THE LAST ACT
An Evening of Music, Theatre and Film
ABOUT THE EVENT
Three performances of half an hour each in different spaces in the Stadsgehoorzaal, with the audience moving from hall to hall. The grand finale to OverActing 2022!
In the Breezaal, Jed Wentz performs Edgar Allan Poe’s gothic masterpiece The Raven, with a musical accompaniment by Olga Pashchenko on an historical piano. Wentz’s performance is inspired by the research he carried out in the archive of David Bispham, who famously performed The Raven as a melodrama in 1909. In English.
In the Aalmarktzaal, Martin de Ruiter (Eye Filmmuseum Amsterdam) will accompany the 1920 silent film De Dood van Pierrot, a dramatic comedy about actors, acting and film-making. This film underscores the main themes of our OverActing festival by showcasing three different acting styles: the naturalism of drama, the exaggerated naturalism of comedy, and the unnaturalistic, expressive and dancelike qualities of tragedy. De Dood van Pierrot is not only charming in its own right, but invites us to reflect on the central position of naturalism in our current acting styles. Dutch intertitles and English subtitles.
Postscript finishes the evening in the Aalmarkzaal with a semi-scenic performance of a comic French Baroque cantata by composer Jean-Baptiste Stuck, Héraclite et Démocrite.These two Greek philosophers inform us that the world is a sad disaster and advise us how to cope: according to Heraclitus we can only weep, but Democritus simply cannot stop laughing at us, at himself, at everything. Two historical singer-actors, Michal Bitan and João Luís Paixão, take us back to the Paris of the 1710s, and help us to look out on our own sad world with tears of laughter in our eyes.
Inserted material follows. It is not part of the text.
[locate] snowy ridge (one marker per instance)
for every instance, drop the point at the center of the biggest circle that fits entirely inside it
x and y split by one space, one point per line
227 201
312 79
In French.
Postscript:
Tomoe Badiarova & Emma Williams, violins
Octavie Dostaler-Lalonde, cello
Artem Belogurov, harpsichord
Featuring:
Michal Bitan, soprano-actress
João Luís Paixão, baritone-actor
This event is part of the Theaterfestival OverActing in Leiden, which explores the power of the theatrical traditions of the past, from tragic Greek mythology to comic silent films.